Il sesso è dappertutto, questo è noto. Sarebbe ipocrita pensare che non ci sia in Vaticano, perché fa parte della vita degli individui. Queste cose non si decidono a tavolino. Non sono interessato a fare qualcosa di provocatorio, irriverente o trasgressivo. È un gioco che si è fatto per tanto tempo, un gioco troppo semplice, antico e infantile. Poi, accanto all’erotismo, ci sono le richieste e le rivendicazioni delle suore nei confronti degli alti prelati per una maggiore parità, rivendicazioni espresse nei confronti del segretario di stato e poi del papa. E’ uno scenario verosimile. La parità sarà la prossima grande questione all’interno della Chiesa cattolica, dopo la pedofilia. È un processo irreversibile, come nel nostro vivere comune, nelle relazioni tra uomo e donna. La Chiesa arriva sempre un po’ dopo. Il Vaticano è un mondo chiuso e maschile, ma tutte le volte che mi sono potuto aggrappare al femminile nel racconto l’ho fatto.
C’è una differenza sostanziale nella scrittura di una serie rispetto alla scrittura di un film?
Dipende dallo sceneggiatore. Io tendo a scrivere più di quanto serva, quando scrivo per un film mi devo trattenere, però quando scrivo una serie mi devo un po’ sforzare. Credo che un film di tre ore sia la mia misura ideale.
In questa nuova stagione sono entrati elementi di forte attualità, come il terrorismo islamico e l’immigrazione. Come mai?
Cambiano i papi e quindi anche l’atteggiamento verso il mondo. Qui abbiamo un pontefice che dice: apriamo le porte ai poveri e quindi era naturale ricorrere all’attualità e parlare anche di immigrazione.
Quale caratteristica del nuovo papa la colpisce maggiormente?

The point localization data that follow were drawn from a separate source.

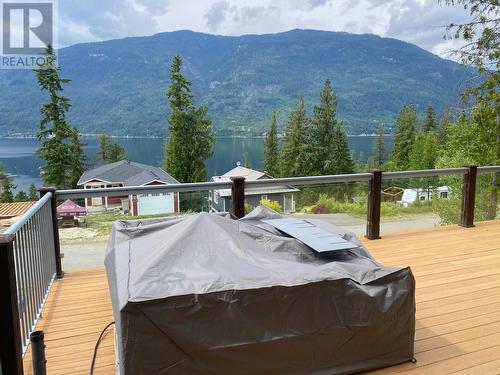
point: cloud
(417, 21)
(217, 14)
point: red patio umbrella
(70, 208)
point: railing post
(10, 330)
(38, 353)
(374, 200)
(238, 196)
(468, 197)
(55, 229)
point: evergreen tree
(341, 154)
(406, 124)
(296, 151)
(430, 122)
(444, 127)
(246, 160)
(109, 151)
(191, 139)
(361, 162)
(271, 150)
(77, 158)
(6, 187)
(332, 154)
(21, 196)
(379, 148)
(57, 137)
(33, 193)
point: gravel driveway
(82, 250)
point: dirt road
(85, 250)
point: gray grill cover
(206, 294)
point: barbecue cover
(206, 294)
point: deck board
(457, 271)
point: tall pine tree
(430, 122)
(332, 155)
(406, 125)
(296, 151)
(379, 148)
(6, 187)
(61, 148)
(191, 139)
(444, 127)
(271, 149)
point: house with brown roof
(220, 200)
(127, 174)
(10, 212)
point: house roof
(251, 175)
(8, 210)
(128, 173)
(70, 208)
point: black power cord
(97, 345)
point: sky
(421, 22)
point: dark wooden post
(10, 331)
(55, 229)
(374, 199)
(468, 197)
(238, 196)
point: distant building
(10, 212)
(414, 195)
(126, 173)
(220, 200)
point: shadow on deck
(458, 303)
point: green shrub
(273, 205)
(326, 204)
(248, 207)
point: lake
(18, 159)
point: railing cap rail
(28, 214)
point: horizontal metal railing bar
(307, 180)
(424, 173)
(132, 190)
(310, 180)
(489, 169)
(28, 214)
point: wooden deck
(458, 305)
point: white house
(414, 195)
(220, 200)
(127, 173)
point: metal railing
(34, 263)
(30, 249)
(374, 179)
(28, 269)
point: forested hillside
(118, 86)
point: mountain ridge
(118, 86)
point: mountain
(118, 86)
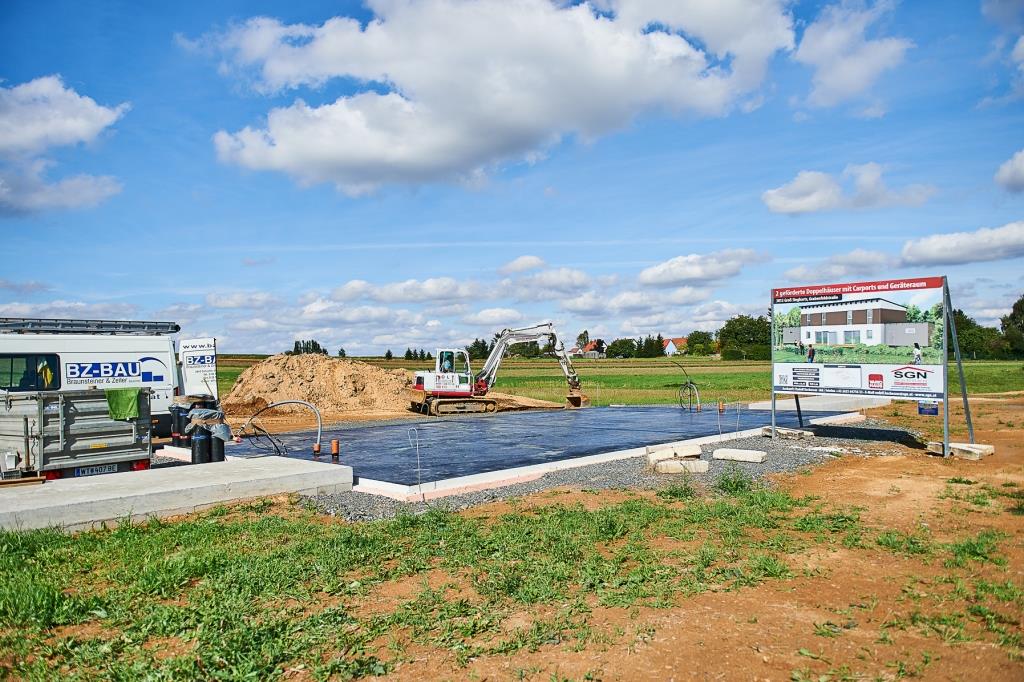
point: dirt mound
(333, 384)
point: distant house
(675, 345)
(869, 322)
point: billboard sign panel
(864, 338)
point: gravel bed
(869, 438)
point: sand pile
(333, 384)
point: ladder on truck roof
(48, 326)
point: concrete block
(671, 451)
(681, 466)
(791, 434)
(737, 455)
(964, 451)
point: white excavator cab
(452, 360)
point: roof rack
(48, 326)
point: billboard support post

Mi commuove un uomo che rivendica per sé e per gli altri il diritto alla fragilità, il non farcela rispetto alle aspettative, una cosa da cattolici nel senso bello del termine. Fa un discorso sul diritto a essere fragili e riscuote un consenso enorme. La sua fragilità è quella di tutti noi. Riguarda tutti, giovani e vecchi, uomini e donne. C’è bisogno di figure che possiamo stimare e considerare autorevoli che sappiano guidarci in questo diritto a essere vulnerabili, a non farcela.
Come ha costruito la scena dell’attentato al Vaticano? Sa di aver infranto un tabù?
Non so fare le esplosioni, ci sono scene che non sono in grado di girare e non mi piacciono neanche tanto, ecco perché si vedono solo gli effetti dell’attentato. Quanto al un tabù, non ci dovrebbero essere cose che non si possono raccontare al cinema o in letteratura. Mostrare l’attentato è anche un modo per esorcizzarlo, sperare che non accada mai.
La santità di Pio XIII sconfina con il divismo, con il culto della personalità.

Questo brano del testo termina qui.